Push rejection bukan gangguan. Push rejection adalah safety boundary.
1. Push Updates Remote References
Saat kamu menjalankan:
git push origin main
Git kira-kira melakukan:
local refs/heads/main -> remote refs/heads/main
Jika local main menunjuk commit C, maka push meminta remote main pindah ke C.
Diagram:
Remote ref update adalah inti dari push.
Jika update diterima, remote branch bergerak. Jika ditolak, object mungkin sudah dikirim, tetapi ref tidak berubah.
2. Fast-Forward Rule
Push normal ke branch menuntut remote update fast-forward.
Artinya:
old remote tip must be ancestor of new local tip
Jika remote main saat ini B, dan local main adalah descendant dari B, push aman:
Update:
origin/main: B -> D
Karena B reachable dari D, tidak ada commit remote yang hilang dari branch.
Ini fast-forward push.
3. Non-Fast-Forward Rejection
Non-fast-forward terjadi saat remote tip bukan ancestor dari local tip.
Graph:
Local meminta:
origin/main: R1 -> L1
Masalahnya: R1 tidak reachable dari L1. Jika remote menerima update ini, commit R1 hilang dari visible history origin/main.
Git menolak:
! [rejected] main -> main (non-fast-forward)
error: failed to push some refs
hint: Updates were rejected because the tip of your current branch is behind
Jangan baca pesan ini sebagai “jalankan pull secara membabi buta”. Baca sebagai:
Remote branch contains commits that your local branch does not contain.
You must inspect and choose an integration strategy.
4. What Actually Happens During Push
Simplified flow:
Push can fail at several layers:
| Layer | Example Failure |
|---|---|
| Network/auth | permission denied, expired token, remote unavailable |
| Object transfer | corrupt pack, missing object, connectivity failure |
| Ref rule | non-fast-forward rejection |
| Policy | protected branch, required review, signed commits |
| Hook | pre-receive hook rejected |
| Namespace | branch/tag already exists, invalid refname |
| Race | remote moved after you fetched |
Top engineer diagnosis starts by identifying the layer.
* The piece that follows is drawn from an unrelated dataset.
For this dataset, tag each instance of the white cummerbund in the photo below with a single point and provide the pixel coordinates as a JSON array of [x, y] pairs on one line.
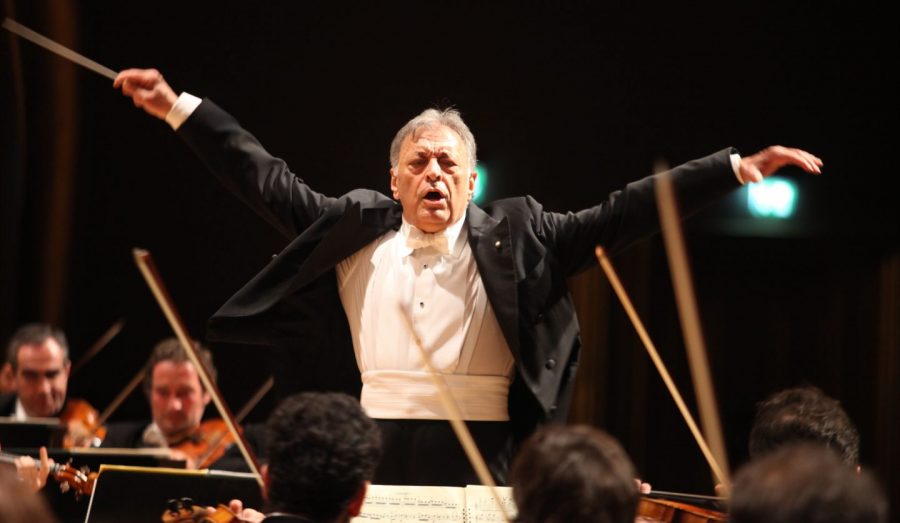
[[394, 394]]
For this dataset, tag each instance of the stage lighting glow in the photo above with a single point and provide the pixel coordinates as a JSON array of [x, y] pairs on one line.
[[480, 183], [772, 198]]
5. RefSpec: The Push Mapping Language
A refspec maps source to destination:
<src>:<dst>
Example:
git push origin feature/rules:feature/rules
Expanded:
refs/heads/feature/rules -> refs/heads/feature/rules
Push local branch to differently named remote branch:
git push origin feature/payment-rules:review/payment-rules-v2
Push current HEAD to remote branch:
git push origin HEAD:refs/heads/feature/payment-rules
Create upstream while pushing:
git push -u origin HEAD
Delete remote branch:
git push origin :feature/old-rules
or clearer:
git push origin --delete feature/old-rules
Force update destination with leading +:
git push origin +feature/rules:feature/rules
Do not use leading + casually. It bypasses normal fast-forward protection for that refspec.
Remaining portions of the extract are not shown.